I'd be all over them about charging you to develop a website that is not optimized. If they tell you it is, why do they need another $700??? If it is not, why would double (or make that triple) down on incompetence?


----------



## Griff93

I'd run away from YP. I bet they have you in a contract though don't they? They screwed up my yellow pages ad, never sent me a proof, and basically said 'oh well.' I got ahold of someone higher up and they at least discounted the ad contract for their screwup. They are getting pretty irrelevant as since March I've only gotten two small jobs from my ad. Those jobs didn't even cover 2 months worth of payment. It's been the most money I've ever wasted. You really need to find someone else.


----------



## lmasontreeservice

Yep 12 month contract 


Griff93 said:


> I'd run away from YP. I bet they have you in a contract though don't they? They screwed up my yellow pages ad, never sent me a proof, and basically said 'oh well.' I got ahold of someone higher up and they at least discounted the ad contract for their screwup. They are getting pretty irrelevant as since March I've only gotten two small jobs from my ad. Those jobs didn't even cover 2 months worth of payment. It's been the most money I've ever wasted. You really need to find someone else.


----------



## ATH

You might want to pursue other quotes on another website (even if you have to get a new url)...just to see what you are looking at. $500/month should buy you a LOT of web services from a small local design company. The only cost is labor...so think about it: one guy with 15-20 $500 contracts could spend 8-10 hours per month on just your website and be making a good living. There isn't a day per month's worth of work to get a tree care site at the top of every page for a market of 600K people.

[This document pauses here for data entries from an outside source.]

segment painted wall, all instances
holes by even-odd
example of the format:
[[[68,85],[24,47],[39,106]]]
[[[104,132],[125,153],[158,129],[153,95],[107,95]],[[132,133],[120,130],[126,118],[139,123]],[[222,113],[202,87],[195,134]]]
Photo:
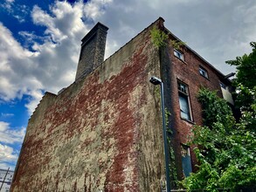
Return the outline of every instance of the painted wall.
[[[153,25],[59,95],[45,93],[29,120],[12,191],[160,191]]]

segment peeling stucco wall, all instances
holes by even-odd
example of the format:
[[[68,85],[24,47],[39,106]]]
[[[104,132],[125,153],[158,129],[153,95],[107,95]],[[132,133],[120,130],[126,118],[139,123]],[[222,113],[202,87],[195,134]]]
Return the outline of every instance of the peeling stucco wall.
[[[164,176],[153,25],[31,116],[12,191],[160,191]]]

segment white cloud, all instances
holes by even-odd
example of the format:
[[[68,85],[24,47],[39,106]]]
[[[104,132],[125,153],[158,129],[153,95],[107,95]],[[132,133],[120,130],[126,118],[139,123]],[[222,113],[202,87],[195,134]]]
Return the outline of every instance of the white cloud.
[[[25,6],[21,10],[27,10]],[[109,27],[107,58],[161,16],[168,29],[228,73],[233,68],[225,61],[251,51],[255,12],[253,0],[91,0],[73,4],[55,1],[48,12],[35,5],[31,17],[35,25],[45,27],[44,36],[19,32],[33,51],[0,23],[0,101],[28,94],[31,98],[26,106],[31,113],[42,90],[56,93],[69,86],[75,77],[80,39],[98,21]]]
[[[1,116],[2,117],[12,117],[14,114],[13,113],[1,113]]]
[[[55,2],[51,14],[34,6],[32,20],[46,27],[45,36],[19,32],[33,51],[23,47],[0,23],[0,99],[10,101],[27,94],[31,97],[26,105],[31,113],[41,99],[41,90],[56,93],[74,80],[80,39],[88,31],[83,11],[81,2]],[[38,39],[43,44],[37,43]]]

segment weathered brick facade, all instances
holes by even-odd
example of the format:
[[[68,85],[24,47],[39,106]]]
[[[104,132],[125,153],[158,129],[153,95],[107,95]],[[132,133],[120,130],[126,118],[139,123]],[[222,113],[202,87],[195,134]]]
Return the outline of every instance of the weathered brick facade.
[[[194,124],[202,124],[197,93],[200,86],[220,91],[224,76],[188,46],[181,48],[184,62],[171,44],[158,50],[151,42],[153,27],[176,38],[160,17],[90,72],[79,66],[75,82],[59,95],[45,93],[29,120],[12,191],[161,191],[162,115],[159,87],[149,82],[152,75],[165,84],[168,127],[183,177],[180,145]],[[199,65],[209,79],[199,74]],[[177,79],[189,86],[191,121],[181,119]]]

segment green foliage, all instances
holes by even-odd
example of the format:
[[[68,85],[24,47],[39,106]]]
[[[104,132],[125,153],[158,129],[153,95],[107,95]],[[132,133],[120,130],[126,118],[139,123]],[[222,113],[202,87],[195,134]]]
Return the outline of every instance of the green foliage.
[[[237,57],[235,60],[226,61],[231,65],[237,66],[237,77],[234,85],[237,87],[236,106],[242,111],[252,111],[252,105],[256,102],[256,43],[252,42],[253,52],[249,55]]]
[[[255,116],[245,113],[236,123],[228,105],[216,93],[203,88],[198,95],[205,126],[193,128],[190,143],[198,146],[198,171],[185,178],[183,186],[206,191],[255,186],[256,134],[248,128],[249,124],[255,127]]]
[[[178,40],[170,40],[170,44],[172,45],[174,49],[179,50],[180,46],[185,45],[186,43]]]
[[[156,29],[154,27],[150,31],[150,36],[152,42],[155,46],[157,48],[164,47],[167,45],[168,43],[168,34],[163,32],[163,31]],[[172,45],[173,48],[179,49],[181,45],[184,45],[185,43],[178,40],[170,40],[170,44]]]
[[[152,43],[157,48],[164,47],[167,45],[168,35],[165,34],[163,31],[156,29],[154,27],[151,31],[151,39]]]

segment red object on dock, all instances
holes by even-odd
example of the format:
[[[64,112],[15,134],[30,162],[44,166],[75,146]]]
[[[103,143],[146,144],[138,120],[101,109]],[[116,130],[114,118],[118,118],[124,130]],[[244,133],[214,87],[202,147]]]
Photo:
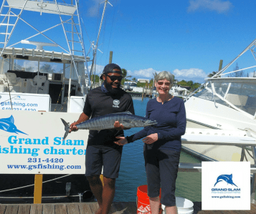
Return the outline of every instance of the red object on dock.
[[[161,198],[161,189],[160,189]],[[161,204],[159,205],[159,214],[162,213]],[[151,214],[149,198],[148,196],[148,185],[141,185],[137,190],[137,214]]]

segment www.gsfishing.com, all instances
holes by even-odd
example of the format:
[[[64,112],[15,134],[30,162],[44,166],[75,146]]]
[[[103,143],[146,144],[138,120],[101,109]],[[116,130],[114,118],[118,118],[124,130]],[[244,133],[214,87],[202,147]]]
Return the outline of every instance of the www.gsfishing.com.
[[[54,164],[47,164],[47,165],[7,165],[8,169],[24,169],[24,170],[36,170],[36,169],[49,169],[49,170],[80,170],[81,165],[54,165]]]
[[[240,196],[212,196],[212,198],[240,198]]]

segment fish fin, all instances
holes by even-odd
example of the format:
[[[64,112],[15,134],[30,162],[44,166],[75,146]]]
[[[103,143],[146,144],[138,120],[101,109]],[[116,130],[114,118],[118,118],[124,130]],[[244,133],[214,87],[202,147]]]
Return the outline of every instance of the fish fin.
[[[24,135],[29,135],[26,134],[25,132],[22,132],[22,131],[20,131],[19,130],[16,130],[16,132],[15,132],[15,133],[16,133],[16,134],[19,134],[18,132],[19,132],[19,133],[22,133],[22,134],[24,134]]]
[[[62,121],[64,125],[66,127],[67,125],[68,125],[67,122],[66,121],[65,121],[62,118],[60,118],[60,120]]]
[[[127,115],[133,115],[132,113],[131,113],[129,111],[127,112],[117,112],[117,113],[111,113],[110,115],[114,115],[114,114],[127,114]]]
[[[66,137],[67,137],[68,133],[69,133],[68,132],[65,132],[65,135],[64,135],[62,141],[66,139]]]
[[[67,135],[69,134],[69,132],[70,132],[70,126],[68,125],[67,122],[66,121],[65,121],[62,118],[60,118],[60,120],[62,121],[63,124],[64,124],[64,126],[65,126],[65,133],[64,135],[64,137],[63,137],[63,140],[65,140]]]
[[[128,115],[133,115],[132,113],[131,113],[129,111],[127,111],[127,112],[123,112],[124,114],[128,114]]]

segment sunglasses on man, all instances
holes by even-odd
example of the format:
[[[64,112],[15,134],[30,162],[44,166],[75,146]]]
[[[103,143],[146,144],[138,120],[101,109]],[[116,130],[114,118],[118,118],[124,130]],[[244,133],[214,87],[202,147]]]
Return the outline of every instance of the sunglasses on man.
[[[163,85],[163,82],[158,82],[157,84],[159,84],[159,85]],[[170,84],[171,84],[171,82],[165,82],[165,85],[166,86],[169,86]]]
[[[118,79],[120,82],[120,81],[121,81],[123,79],[123,77],[122,76],[109,76],[108,74],[105,74],[105,75],[108,76],[110,79],[110,80],[112,82],[114,82],[116,79]]]

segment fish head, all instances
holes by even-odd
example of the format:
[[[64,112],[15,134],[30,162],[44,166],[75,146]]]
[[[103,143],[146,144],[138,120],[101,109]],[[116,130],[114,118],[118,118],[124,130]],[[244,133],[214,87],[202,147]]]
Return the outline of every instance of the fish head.
[[[157,124],[157,122],[156,120],[143,120],[143,122],[144,124],[144,127]]]

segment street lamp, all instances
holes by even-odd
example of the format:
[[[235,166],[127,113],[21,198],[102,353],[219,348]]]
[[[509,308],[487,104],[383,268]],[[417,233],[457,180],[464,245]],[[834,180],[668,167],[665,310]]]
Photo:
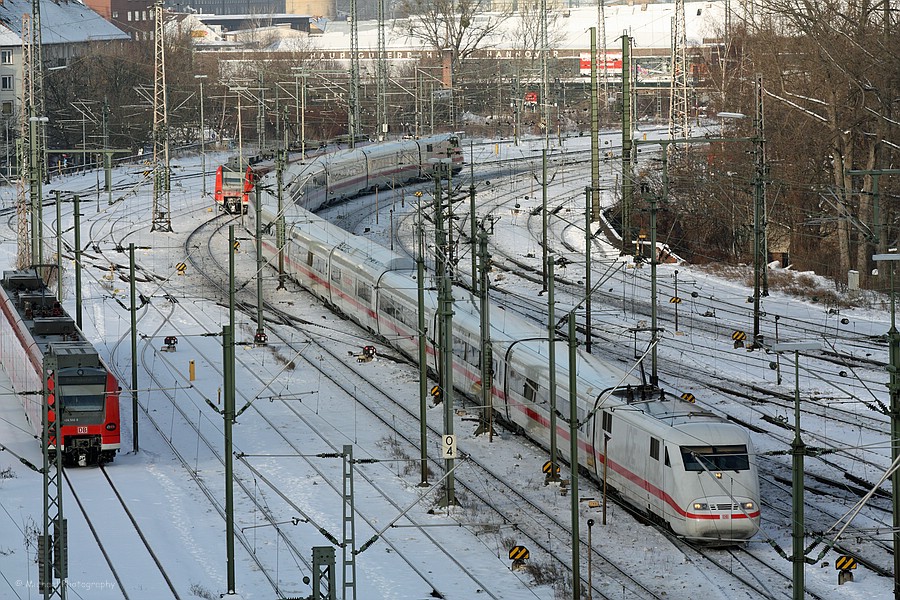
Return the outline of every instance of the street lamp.
[[[241,176],[244,175],[244,133],[241,131],[243,129],[241,123],[241,95],[247,91],[245,86],[237,86],[231,88],[232,92],[237,93],[238,96],[238,166],[241,170]]]
[[[29,117],[28,126],[31,143],[31,169],[29,190],[31,193],[31,262],[35,265],[43,264],[44,249],[42,242],[44,239],[44,203],[41,201],[43,195],[42,185],[44,182],[44,154],[41,152],[41,144],[38,140],[43,139],[43,127],[50,121],[47,117]],[[38,138],[37,126],[41,124],[40,138]]]
[[[791,442],[793,458],[793,557],[794,563],[794,600],[803,600],[803,576],[806,566],[806,555],[803,550],[803,458],[806,446],[800,439],[800,351],[818,350],[821,346],[815,342],[782,342],[772,344],[773,352],[794,353],[794,440]]]
[[[203,80],[206,75],[194,75],[200,82],[200,169],[203,178],[203,197],[206,197],[206,122],[203,120]]]
[[[894,300],[894,263],[900,260],[900,254],[876,254],[872,260],[877,262],[891,263],[891,328],[888,330],[888,365],[889,374],[888,393],[891,398],[890,416],[891,416],[891,460],[892,464],[897,462],[900,455],[900,333],[897,332],[896,311]],[[893,505],[894,522],[894,598],[900,598],[900,471],[894,469],[891,473],[891,501]]]

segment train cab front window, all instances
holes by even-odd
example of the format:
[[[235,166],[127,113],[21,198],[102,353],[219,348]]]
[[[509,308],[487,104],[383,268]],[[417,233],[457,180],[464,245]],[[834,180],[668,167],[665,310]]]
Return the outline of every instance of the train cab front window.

Regardless of what you do, make sure you are aware whether YP wants to autorenew the contract. that is what they do. I crossed that provision out (and initialed it....valid contract practice in most states) on my phonebook contract with them. The invoiced me for a higher amount the next year without contacting me first. Said there was nothing the could do about it since it already went to print. I asked them to show me a contract that says I agreed to that...said it is standard part of the contract. I said I do not sign autorenew contracts - if they could show my signature where I did I would pay them. I said without that I would pay the either: what I paid the last year or nothing at all. They accepted what I paid the previous year. If you are OK renewing with them, that is fine...just be in control and know what is coming.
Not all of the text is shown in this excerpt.